思わず舌打ちが零れてしまうのは条件反射だ、もう仕方無い。
だがそれが何に対しての舌打ちなのかまでは土方には判らないし、敢えて知るつもりも無い。
こちらを誤解に寄る勝手な呼称で呼びつけた男は正体を見極めるように怪訝そうにしていた顔に一瞬、喜色を滲ませるもすぐに驚愕の表情へと変わり雨雫を蹴りつけるようにして土方の下へと駆け寄った。
無造作に腕を掴まれる事を許してしまったのは決して許容でも油断でも無い。
いつも死んだ魚の目をしている男の気迫に押し負けて身体が硬直したのだ。鬼の副長とも呼ばれる土方が。
「ちょ…ッえ、何、何でこんな冷え切ってんの!?」
触れた途端に騒ぎ立てる男に漸く、苛立ちが遅れて沸いて来る。
「五月蝿ェな、テメェにゃ関係無ェだろ」
無造作に振り払おうとした手はだが力強く掴まれたまま剥がれないで、抗うように力の篭められた指先からじわり、と体温が染み込んで来た。
冷え切って感覚すら失いかけている肌に、濡れた布越しに伝わる温もり。
馴染みすら覚えるそれが、掴まれた腕のたった少しの面積から広がり足の爪先まで波紋のように広がるのに土方は陶酔にも似た眩暈を覚えた。
「関係無くはねーだろ、そんな顔でふらついてんのを無視出来る程俺ァまだ人間辞めてねーぞ」
「俺の顔にケチつける権利なんざ白髪テンパにはねーよ」
「テメェこそテンパにケチ付けんじゃねぇええええええ!!」
一気に臨戦体勢へとなりかけた空気は、だが突然男が掴んだ腕を引っ張った事に脆くも崩れ落ちた。

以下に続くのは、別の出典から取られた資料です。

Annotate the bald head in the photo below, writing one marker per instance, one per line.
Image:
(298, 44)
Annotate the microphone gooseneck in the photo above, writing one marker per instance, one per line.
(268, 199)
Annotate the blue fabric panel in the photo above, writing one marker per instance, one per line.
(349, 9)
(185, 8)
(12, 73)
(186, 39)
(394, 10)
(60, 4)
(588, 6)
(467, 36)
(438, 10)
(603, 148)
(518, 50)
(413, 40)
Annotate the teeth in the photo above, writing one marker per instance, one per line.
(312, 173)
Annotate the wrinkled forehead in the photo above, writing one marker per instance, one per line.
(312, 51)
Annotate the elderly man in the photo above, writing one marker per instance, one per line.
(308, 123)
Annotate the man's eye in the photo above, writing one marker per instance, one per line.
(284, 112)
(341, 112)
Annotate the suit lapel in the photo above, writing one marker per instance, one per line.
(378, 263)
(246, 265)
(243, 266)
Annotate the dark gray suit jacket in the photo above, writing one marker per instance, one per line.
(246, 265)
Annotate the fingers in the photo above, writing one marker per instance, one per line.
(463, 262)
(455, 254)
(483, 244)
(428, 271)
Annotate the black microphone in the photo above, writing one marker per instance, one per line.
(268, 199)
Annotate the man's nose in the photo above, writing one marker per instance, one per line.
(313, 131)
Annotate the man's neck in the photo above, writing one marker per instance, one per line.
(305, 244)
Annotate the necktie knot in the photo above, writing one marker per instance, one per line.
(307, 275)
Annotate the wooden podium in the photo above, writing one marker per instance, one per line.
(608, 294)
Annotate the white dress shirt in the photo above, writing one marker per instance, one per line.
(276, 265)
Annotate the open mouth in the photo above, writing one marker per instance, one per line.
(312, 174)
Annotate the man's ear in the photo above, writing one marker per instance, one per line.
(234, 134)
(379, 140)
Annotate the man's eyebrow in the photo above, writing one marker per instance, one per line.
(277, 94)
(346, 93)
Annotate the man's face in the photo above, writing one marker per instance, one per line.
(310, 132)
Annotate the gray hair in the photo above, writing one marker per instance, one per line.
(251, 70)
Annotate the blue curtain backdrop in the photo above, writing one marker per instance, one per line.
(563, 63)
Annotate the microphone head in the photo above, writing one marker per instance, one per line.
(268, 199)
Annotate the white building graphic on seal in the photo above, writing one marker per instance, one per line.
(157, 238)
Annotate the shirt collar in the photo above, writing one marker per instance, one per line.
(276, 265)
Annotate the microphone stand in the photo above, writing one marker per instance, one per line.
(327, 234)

反論に口を開きかけた土方が足を踏み締める間も無く倒れ込むように辿り付いたのは暖かな温もり。
互いの傘が当たったのか勢い良く後ろへと跳ね返る傘が掌を滑り落ちて地面へと転がって行くのを視界端に捕らえながら土方は銀時の腕の中へと抱き込まれて居た。
銀時の持つ傘の下、雨の中に残る太陽の残り香が鼻先を掠める。
全身に、まるで土に染み込む雨のようにじわりと温もりが広がって行く。
微温湯を漂うような静かな温もりが冷たく強張って居た身体から一気に力を削げ落としてしまうようだ。

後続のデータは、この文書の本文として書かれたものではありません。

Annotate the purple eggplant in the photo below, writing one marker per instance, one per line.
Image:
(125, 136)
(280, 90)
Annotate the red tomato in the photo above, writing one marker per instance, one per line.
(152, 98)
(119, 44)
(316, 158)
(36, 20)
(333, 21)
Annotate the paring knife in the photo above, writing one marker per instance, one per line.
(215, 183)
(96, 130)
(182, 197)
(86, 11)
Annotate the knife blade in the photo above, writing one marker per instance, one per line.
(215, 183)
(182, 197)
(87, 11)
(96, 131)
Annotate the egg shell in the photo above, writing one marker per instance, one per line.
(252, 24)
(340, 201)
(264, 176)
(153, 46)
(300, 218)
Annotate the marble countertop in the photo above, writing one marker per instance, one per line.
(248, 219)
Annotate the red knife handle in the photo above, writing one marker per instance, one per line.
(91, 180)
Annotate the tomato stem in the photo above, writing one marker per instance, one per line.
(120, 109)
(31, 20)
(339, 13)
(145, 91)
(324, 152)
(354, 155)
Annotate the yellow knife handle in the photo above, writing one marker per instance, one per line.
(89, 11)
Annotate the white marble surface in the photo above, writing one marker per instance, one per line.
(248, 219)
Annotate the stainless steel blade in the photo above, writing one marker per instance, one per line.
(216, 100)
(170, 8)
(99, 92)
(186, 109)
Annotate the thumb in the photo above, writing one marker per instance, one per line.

一度安らぎを覚えた脳は先程無理矢理布団から引き剥がしたのを恨んでいるのか禄に働いてくれず、ただ凭れるように体重を預けてしまっても銀時は何も言わずにただ強く、抱き締めた。
温もりに、全身が包み込まれる。
「……何で、こんな所居んの。」
低く、肩口に顔を埋めて囁く音色は普段の無気力とは違う、重さがあった。
「……此処に居ちゃ悪ィか。」
何故だか緩んでしまった唇が笑う吐息を混ぜて答える。
ぴくりと、一瞬肩を揺らした銀時は顔を上げるとゆっくりと口角を釣り上げた。
「悪かねぇ、一生居ろよ」
一生は無理だ、と斬り捨てながらゆっくりと意識が霞んで行く。
何処か、とても心地良い場所へと飛び立つ浮遊感に包まれて滑り落ちて行く意識を繋ぎとめていられない。
警戒も緊張も全てを根こそぎ掻っ攫われて土方の中身の奥深くの部分だけがすっぽりと銀時の温もりに抱き締められているようだ。
次第に弛緩して行く身体を確りと受け止めた銀時男から、お休み、と耳にこびり付くような甘い低音を囁かれたのを最後に土方の記憶は途切れた。